Ren learns that Tanaquis possessed one of the medallions throughout her time in Nadežra. She conspired with Ondrakja and Mettore Indestor. Tanaquis is sentenced to indentured servitude.

Ren and her companions dance the kanina, a traditional Vraszenian dance thought to call the spirits of the dead. She reunites with the ghost of her mother. In an epilogue, Ren and Vargo have been elected to the Sesserat.

==Reception and awards==

Marion Deeds of fantasyliterature.com gave the novel four stars out of five. Deeds praised the inclusion of Letilia, writing that her inclusion in the third and final book of the trilogy was worth the wait. Deeds also praised the character arc of Tanaquis, whose "evolution is surprising and completely believable." The reviewer found the character arcs of Vargo and Grey to be less impressive. Despite these critiques, the review concluded by stating that "I want to believe in the dramatic political changes rung in at the end. Along the way, the book delivers excitement, magic, puzzles, betrayals and chills... If you haven’t read the first two, you might want to start."
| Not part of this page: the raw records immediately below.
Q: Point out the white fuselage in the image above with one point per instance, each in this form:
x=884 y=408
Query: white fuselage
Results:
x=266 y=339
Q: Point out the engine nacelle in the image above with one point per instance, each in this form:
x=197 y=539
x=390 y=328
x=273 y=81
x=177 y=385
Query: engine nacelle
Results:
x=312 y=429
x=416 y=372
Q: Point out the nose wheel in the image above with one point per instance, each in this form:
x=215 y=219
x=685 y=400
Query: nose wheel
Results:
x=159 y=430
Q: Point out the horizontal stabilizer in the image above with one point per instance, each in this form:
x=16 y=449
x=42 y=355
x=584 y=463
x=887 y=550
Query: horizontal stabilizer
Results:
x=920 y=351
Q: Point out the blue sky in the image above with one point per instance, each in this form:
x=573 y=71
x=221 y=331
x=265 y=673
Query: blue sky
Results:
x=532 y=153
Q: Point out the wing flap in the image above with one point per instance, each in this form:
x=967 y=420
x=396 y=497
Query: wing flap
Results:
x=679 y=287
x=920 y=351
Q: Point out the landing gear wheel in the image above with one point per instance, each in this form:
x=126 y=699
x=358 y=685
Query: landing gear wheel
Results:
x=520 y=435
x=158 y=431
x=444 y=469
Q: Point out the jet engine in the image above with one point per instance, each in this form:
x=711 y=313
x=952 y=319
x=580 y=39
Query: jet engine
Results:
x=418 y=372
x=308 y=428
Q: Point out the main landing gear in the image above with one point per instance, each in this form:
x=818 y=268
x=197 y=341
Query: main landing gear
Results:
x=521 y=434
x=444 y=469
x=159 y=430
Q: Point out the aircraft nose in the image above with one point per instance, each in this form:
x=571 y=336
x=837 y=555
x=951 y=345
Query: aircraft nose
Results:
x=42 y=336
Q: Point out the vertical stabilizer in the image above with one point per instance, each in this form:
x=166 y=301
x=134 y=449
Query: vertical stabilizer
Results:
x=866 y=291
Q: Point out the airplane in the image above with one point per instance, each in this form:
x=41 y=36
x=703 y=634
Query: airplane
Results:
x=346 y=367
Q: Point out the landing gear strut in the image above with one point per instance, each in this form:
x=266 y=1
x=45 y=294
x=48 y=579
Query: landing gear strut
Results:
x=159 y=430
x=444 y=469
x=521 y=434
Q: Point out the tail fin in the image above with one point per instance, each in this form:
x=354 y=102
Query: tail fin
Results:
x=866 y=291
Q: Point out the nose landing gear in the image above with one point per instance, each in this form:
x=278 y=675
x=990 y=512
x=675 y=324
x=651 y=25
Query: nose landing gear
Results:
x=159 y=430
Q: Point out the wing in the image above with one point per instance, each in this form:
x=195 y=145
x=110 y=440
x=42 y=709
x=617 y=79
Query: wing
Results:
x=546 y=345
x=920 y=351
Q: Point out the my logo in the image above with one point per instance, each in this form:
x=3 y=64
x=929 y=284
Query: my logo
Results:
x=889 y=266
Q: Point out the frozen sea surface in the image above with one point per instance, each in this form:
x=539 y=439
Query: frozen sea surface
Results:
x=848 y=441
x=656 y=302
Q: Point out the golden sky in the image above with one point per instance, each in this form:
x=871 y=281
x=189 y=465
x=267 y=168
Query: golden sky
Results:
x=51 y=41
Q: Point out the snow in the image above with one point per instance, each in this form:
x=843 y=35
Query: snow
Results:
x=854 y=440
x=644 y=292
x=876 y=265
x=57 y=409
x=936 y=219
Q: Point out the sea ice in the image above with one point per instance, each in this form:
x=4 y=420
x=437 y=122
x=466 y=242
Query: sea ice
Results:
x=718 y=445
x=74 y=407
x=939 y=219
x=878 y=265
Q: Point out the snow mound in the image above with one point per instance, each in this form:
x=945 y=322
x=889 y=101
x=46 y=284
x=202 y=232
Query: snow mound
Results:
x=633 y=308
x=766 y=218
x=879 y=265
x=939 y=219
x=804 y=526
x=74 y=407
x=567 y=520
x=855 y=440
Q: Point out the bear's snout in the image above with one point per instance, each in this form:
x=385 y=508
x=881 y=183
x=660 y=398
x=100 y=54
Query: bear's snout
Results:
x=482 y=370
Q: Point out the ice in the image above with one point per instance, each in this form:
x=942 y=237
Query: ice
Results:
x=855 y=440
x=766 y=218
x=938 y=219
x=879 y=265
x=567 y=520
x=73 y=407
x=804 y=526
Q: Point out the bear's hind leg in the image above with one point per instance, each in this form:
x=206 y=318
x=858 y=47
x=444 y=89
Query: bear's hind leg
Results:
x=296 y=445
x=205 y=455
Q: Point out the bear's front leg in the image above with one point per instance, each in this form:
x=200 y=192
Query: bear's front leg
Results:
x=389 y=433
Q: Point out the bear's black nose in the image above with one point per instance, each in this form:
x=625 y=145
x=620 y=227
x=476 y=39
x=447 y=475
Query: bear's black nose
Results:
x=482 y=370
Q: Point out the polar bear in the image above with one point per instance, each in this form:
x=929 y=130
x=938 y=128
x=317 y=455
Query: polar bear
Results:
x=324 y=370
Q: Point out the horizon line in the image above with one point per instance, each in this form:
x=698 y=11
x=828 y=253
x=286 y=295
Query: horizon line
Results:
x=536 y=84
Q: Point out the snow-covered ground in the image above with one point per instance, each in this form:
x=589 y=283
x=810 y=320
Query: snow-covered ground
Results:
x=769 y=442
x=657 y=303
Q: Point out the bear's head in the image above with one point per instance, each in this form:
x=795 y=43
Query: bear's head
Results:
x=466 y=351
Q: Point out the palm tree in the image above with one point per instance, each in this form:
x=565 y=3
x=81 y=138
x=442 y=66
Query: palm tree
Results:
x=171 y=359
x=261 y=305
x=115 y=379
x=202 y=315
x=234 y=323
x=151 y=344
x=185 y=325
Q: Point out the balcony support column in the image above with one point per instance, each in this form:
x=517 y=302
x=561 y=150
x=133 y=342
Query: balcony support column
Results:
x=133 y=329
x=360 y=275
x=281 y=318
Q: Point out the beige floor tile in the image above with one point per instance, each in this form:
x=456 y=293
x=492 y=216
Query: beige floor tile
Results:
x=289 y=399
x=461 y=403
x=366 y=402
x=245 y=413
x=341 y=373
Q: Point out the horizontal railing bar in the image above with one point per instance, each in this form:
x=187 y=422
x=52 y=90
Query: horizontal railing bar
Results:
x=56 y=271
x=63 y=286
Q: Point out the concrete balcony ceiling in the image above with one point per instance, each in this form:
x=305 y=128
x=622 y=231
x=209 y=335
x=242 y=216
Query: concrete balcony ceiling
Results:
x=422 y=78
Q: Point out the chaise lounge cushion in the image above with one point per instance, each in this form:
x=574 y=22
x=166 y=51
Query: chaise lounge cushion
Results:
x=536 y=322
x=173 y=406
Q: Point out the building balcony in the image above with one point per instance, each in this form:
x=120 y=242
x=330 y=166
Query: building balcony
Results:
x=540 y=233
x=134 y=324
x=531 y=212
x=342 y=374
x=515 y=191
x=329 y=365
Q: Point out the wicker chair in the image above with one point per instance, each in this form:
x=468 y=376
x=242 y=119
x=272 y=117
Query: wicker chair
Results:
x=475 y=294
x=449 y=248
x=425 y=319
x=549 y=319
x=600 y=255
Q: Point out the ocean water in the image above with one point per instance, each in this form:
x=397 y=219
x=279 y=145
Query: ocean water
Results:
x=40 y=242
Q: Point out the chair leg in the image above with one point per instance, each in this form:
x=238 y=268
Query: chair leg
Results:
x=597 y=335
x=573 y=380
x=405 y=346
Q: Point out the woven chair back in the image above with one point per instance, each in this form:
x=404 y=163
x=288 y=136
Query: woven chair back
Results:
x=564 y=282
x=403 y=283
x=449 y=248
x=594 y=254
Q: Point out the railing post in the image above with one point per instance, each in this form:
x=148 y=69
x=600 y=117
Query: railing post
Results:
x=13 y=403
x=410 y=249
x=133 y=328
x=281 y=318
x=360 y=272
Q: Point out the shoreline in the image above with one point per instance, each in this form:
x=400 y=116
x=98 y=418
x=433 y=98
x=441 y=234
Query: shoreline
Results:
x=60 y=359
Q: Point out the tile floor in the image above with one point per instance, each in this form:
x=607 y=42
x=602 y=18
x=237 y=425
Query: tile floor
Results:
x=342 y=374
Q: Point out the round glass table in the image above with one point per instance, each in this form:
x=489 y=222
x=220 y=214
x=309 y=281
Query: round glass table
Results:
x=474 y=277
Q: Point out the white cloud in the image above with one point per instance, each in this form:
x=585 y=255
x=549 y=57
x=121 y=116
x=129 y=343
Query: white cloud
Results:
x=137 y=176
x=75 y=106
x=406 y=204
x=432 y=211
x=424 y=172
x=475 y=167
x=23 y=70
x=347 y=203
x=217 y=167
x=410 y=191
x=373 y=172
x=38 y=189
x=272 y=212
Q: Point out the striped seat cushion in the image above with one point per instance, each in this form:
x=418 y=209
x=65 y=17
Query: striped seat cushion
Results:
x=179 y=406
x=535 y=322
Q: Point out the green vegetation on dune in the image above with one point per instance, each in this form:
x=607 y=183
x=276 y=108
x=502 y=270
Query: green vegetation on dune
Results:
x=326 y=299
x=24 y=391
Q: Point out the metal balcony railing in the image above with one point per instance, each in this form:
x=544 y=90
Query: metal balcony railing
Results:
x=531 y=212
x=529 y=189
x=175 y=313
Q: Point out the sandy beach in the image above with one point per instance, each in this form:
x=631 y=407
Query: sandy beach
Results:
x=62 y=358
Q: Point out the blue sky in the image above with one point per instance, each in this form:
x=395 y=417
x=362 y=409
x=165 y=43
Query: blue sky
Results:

David Faucheux of Library Journal reviewed the audiobook, recommending it "for those who enjoy fantasy in the vein of [[Leigh Bardugo|Lee [sic] Bardugo’s]] "Six of Crows," Foz Meadows’s “Tithenai Chronicles,” or E.E. Holmes’s “Riftmagic Saga” series." Faucheux praised Nikki Massoud's narration, stating that she "ably handles Carrick’s intricately built world, including the complex names and vocabulary relating to numinatria, the sacred numerology that underpins this magical society."

Liz Bourke of Locus called the novel a "fantastic conclusion", stating that the authors "have given the trilogy a revolutionary, explosive climax – in both political and emotional terms." Bourke compared the setting and style to Swordspoint by Ellen Kushner, noting a "kind of sensibility that’s always struck me as a working in a very Renaissance vein, even when it doesn’t draw directly on the aesthetics of late medieval Italy." Bourke concluded that Labyrinth's Heart "is a novel full of tension and incident, colour and verve. It has style and a sense of humour, and as the capstone to the trilogy it more than lives up to its predecessors."

Publishers Weekly called the novel "laborious", writing that "There are so many dominos set up in the previous books that need to fall, and the unfortunate result of the author’s diligently hitting them all is glacial pacing and a lack of suspense in the ultimate showdown."